A key part of actually having a light is, obviously, you have to be able to see it. It’s amazing how these forest areas have overgrown, which brought up the problem of vegetation clearing and disposal. It’s not a matter of just whistling up a truck for hauling away waste or hauling in a chipper for debris. These become small-scale logging operations when you try and do them on an island and you try and do them to environmental standards and work safety standards. The tools can be chainsaws, brush cutters, a variety of different tools. Everything has to be, obviously, pretty portable. We weren’t able to take large-scale brush-hogs out into the islands although we were able to get Bobcat sized equipment. We’re not able to reclaim large areas of the original openings, we’re just trying to maintain portions of the openings to preserve part of the historic scene. This is Devil’s Island in the bottom of the image showing the expanse of the grounds there that were rough-mowed as part of keeping the grounds open.

This serves other functions as well. Much of the visitation is by cruise boat. This allows people coming from the water to still be able to see these lights. It provides fire-breaks against wildfire which could damage these properties. By reducing vegetation, we’re also reducing moisture around the buildings and moisture damage to the structures. We also used fire as part of the landscape maintenance and we’re continuing to look at other fire options, larger broad-scale burning on the stations, but we’re going to at least be continuing with slash-pile burning for part of the time. We have done some chipping with portable chipping units.

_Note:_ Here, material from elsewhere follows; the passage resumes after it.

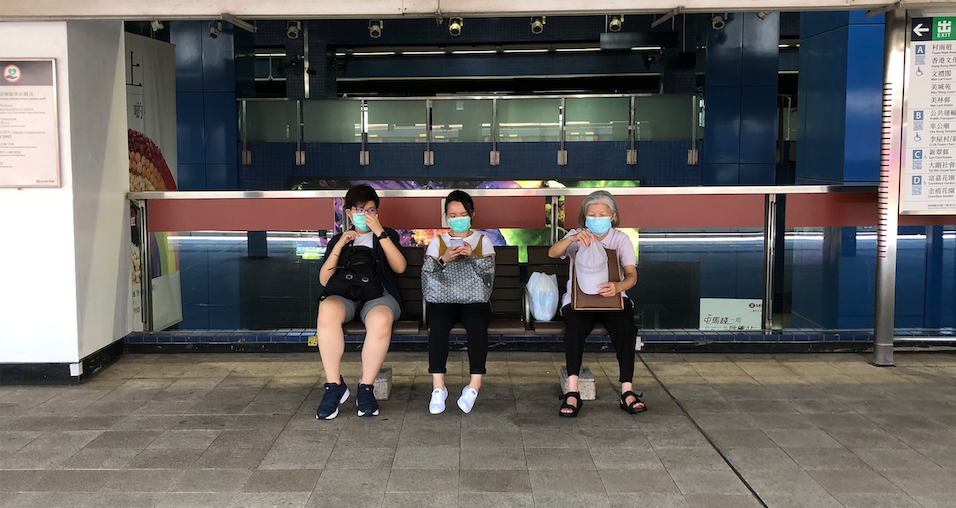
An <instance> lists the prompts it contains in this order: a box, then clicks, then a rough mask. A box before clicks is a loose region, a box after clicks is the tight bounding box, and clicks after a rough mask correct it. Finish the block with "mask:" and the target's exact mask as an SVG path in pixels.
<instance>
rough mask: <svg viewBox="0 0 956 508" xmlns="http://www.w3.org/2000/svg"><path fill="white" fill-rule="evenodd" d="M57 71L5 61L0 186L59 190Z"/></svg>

Restoration work has included replanting of missing elements or replacement of some elements. Orchards. We’ve done erosion control, which was necessary on many of these banks. Michigan Island is in the right-hand image there, showing some of the rehabbed grounds with ornamental flower beds. We had to do a certain amount of work on the circulation paths, such as sidewalks, to meet modern accessibility standards, ADA standards, so those all become concerns when you’re bringing the public and welcoming the public out to a facility in a federally managed area. We’ve got all kinds of concerns, whether it’s hazardous materials, visitor safety, visitor accessibility to deal with. It’s not just a matter of restoring things to 19th century conditions, but actually meeting 20th century expectations and needs as well.

Before I started working for the National Park Service, I probably viewed lighthouses and maritime landscapes perhaps in this way. I now tend to look at them more in this way. It’s a necessary reality check when we move from the intellectual side of a designation process to the actual management side of the designation process. Now, not all management is this intensive. As I mentioned, this is all scaled to the type of resource and to the type of goals that you have. We have many non-built landscapes in the park that may be traditional cultural properties, ethnographic cultural landscapes. We’ll be hearing a presentation tomorrow by Edith Leoso of Bad River Band, Jessie Conway from UW Madison looking at consideration of native landscapes, native use of the lands, work being done by the Bad River tribe in the adjoining waters of Chequamegon Bay and the mainland.